Human Rights Watch’s report titled “Dismantling a Free Society: Hong Kong One Year after the National Security Law” lays down the various steps taken by Beijing to alter Hong Kong’s sectors and institutions to bring them under direct control of China. Pro-democracy movement’s prominent leaders are being arrested and decapitated by Chinese authorities, all people including schoolchildren are being forced to publicly express their loyalty to China and Communist Party, and police and judiciary are being used as tools of Chinese government to enforce the law.

Maya Wang, senior China researcher at Human Rights Watch said, “Hong Kong people are watching the Chinese government take rapid-fire steps to destroy their democratic society. They used to talk about politics, run for office, and criticize the government, but that’s not just off-limits now, it’s punishable by up to life in prison.”

Beijing is systematically and in a very comprehensive manner leaving no stone unturned to transform once free territory of Hong Kong to be one that falls in line under China’s Communist Party. Simple civil and political rights that were always enjoyed by people of Hong Kong like freedom of expression, association, and peaceful assembly, access to information, and academic freedom, are now rapidly being erased by Beijing. Citizens can no longer participate in free and fair elections or run for office.

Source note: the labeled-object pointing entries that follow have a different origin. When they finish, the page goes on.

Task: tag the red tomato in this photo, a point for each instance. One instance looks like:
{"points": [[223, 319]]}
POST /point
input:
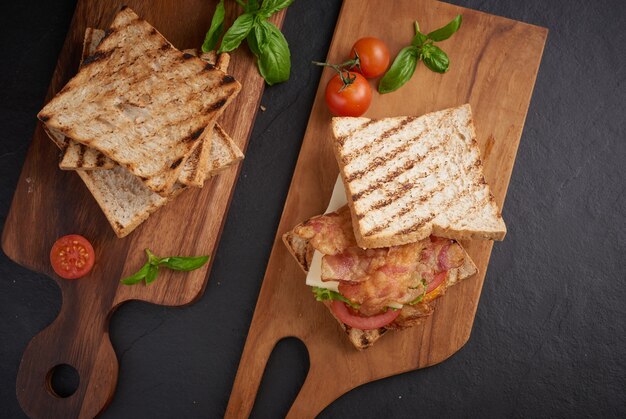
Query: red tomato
{"points": [[352, 100], [352, 319], [72, 256], [374, 56]]}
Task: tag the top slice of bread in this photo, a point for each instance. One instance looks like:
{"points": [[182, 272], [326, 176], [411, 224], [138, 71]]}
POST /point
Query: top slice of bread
{"points": [[409, 177], [141, 102], [216, 151]]}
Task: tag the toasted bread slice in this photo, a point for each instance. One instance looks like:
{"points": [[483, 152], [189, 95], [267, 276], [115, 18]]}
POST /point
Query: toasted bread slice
{"points": [[141, 102], [205, 161], [409, 177], [124, 199], [220, 152], [410, 316]]}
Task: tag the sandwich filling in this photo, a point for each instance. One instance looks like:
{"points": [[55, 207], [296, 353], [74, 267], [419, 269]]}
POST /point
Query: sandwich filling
{"points": [[370, 281]]}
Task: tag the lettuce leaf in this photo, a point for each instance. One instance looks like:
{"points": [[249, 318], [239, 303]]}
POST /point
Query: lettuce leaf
{"points": [[323, 294]]}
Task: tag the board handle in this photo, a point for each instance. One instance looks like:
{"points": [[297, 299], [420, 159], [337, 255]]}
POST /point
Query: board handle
{"points": [[77, 338], [256, 353]]}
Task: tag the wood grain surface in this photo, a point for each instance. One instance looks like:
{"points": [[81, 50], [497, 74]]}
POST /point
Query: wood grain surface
{"points": [[49, 203], [494, 63]]}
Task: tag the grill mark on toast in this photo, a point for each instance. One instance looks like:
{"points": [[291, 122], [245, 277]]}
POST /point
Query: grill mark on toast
{"points": [[99, 55], [100, 159], [417, 225], [342, 139], [405, 210], [394, 174], [381, 161], [386, 134], [227, 80], [81, 155], [217, 105], [176, 163]]}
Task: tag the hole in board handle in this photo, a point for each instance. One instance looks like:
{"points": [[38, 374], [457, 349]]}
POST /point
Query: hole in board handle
{"points": [[62, 380]]}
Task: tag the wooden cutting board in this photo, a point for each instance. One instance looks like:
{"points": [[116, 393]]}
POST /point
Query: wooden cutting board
{"points": [[50, 203], [494, 63]]}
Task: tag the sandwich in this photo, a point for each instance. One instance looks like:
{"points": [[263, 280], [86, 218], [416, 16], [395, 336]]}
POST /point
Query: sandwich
{"points": [[125, 198], [409, 189]]}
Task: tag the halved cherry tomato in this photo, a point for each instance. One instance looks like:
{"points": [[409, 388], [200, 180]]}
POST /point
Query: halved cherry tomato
{"points": [[373, 55], [350, 100], [72, 256], [352, 319]]}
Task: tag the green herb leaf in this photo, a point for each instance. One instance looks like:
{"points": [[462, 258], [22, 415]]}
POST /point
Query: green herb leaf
{"points": [[261, 36], [323, 294], [178, 263], [447, 31], [137, 276], [216, 29], [253, 44], [252, 6], [419, 38], [275, 59], [272, 6], [401, 70], [237, 33], [152, 274], [435, 59]]}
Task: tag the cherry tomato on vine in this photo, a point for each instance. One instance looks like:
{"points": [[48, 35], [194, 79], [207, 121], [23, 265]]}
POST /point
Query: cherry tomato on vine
{"points": [[72, 256], [348, 94], [373, 56]]}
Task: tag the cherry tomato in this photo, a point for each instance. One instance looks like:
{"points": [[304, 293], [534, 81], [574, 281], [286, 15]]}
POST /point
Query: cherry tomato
{"points": [[72, 256], [374, 56], [352, 319], [352, 100]]}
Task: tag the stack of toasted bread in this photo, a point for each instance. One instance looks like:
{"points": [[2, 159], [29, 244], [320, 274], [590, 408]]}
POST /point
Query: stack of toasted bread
{"points": [[138, 121], [413, 186]]}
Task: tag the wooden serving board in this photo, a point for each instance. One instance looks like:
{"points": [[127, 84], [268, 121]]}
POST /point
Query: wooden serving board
{"points": [[50, 203], [494, 63]]}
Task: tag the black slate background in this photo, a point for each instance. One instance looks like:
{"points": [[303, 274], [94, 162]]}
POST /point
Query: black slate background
{"points": [[549, 338]]}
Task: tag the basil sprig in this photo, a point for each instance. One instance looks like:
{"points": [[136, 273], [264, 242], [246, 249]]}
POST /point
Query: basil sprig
{"points": [[265, 40], [422, 48], [150, 270]]}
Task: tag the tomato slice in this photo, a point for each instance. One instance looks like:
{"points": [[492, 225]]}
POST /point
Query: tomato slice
{"points": [[352, 319], [72, 256]]}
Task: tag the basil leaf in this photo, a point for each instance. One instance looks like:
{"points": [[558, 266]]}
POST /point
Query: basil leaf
{"points": [[401, 70], [275, 59], [447, 31], [435, 59], [252, 6], [272, 6], [152, 258], [237, 33], [178, 263], [419, 38], [323, 294], [261, 36], [253, 44], [137, 276], [216, 29], [152, 274]]}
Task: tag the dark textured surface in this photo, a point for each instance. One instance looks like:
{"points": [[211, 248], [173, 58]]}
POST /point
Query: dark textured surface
{"points": [[550, 332]]}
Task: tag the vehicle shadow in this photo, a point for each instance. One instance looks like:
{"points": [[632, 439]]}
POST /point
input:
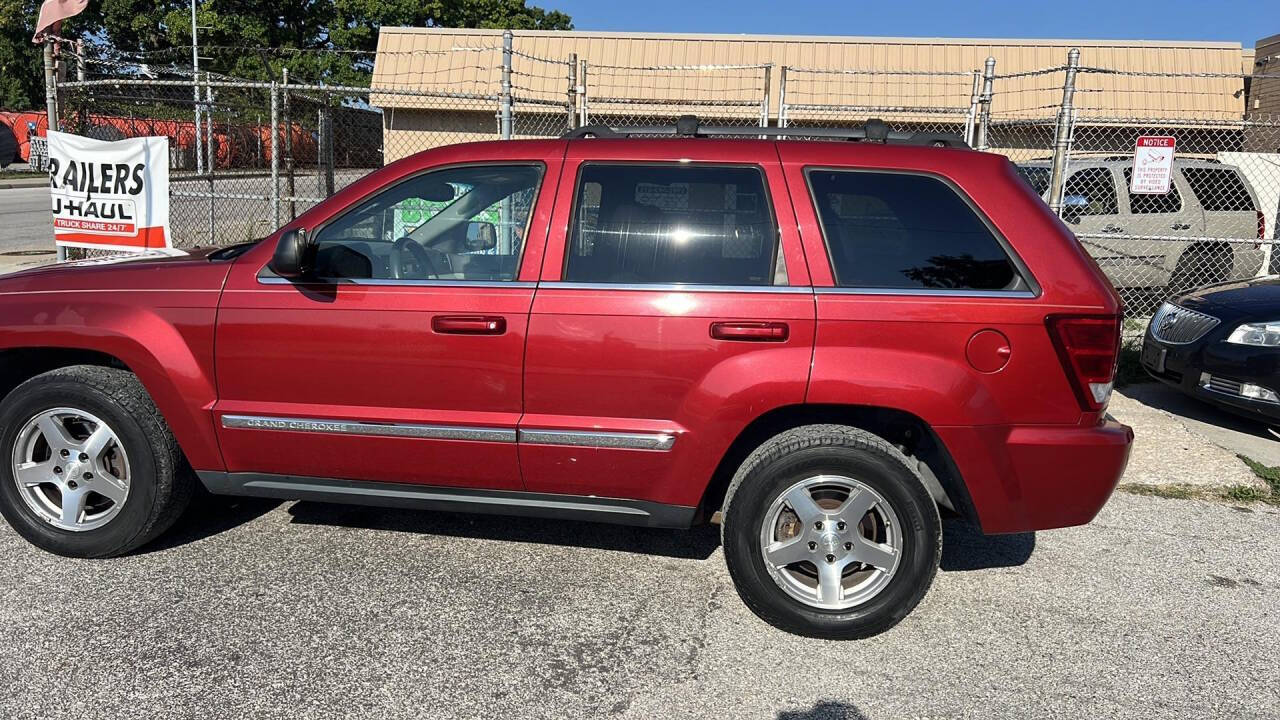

But the crackdown hasn’t stopped Hong Kong people from demonstrating their support and drive to fight for their human rights. One such exemplary example was June 4, the anniversary of the Tiananmen Massacre. Normally, the day would be marked by mass candlelight vigil in the Victoria Park, but any vigil is banned under the new law. Yet hundreds of people gathered outside park and raised cellphone lights to mimic the vigil and commemorate the anniversary. “Beijing should not underestimate the tenacity and creativity of Hong Kong people in their struggle for democracy and human rights,” Wang said.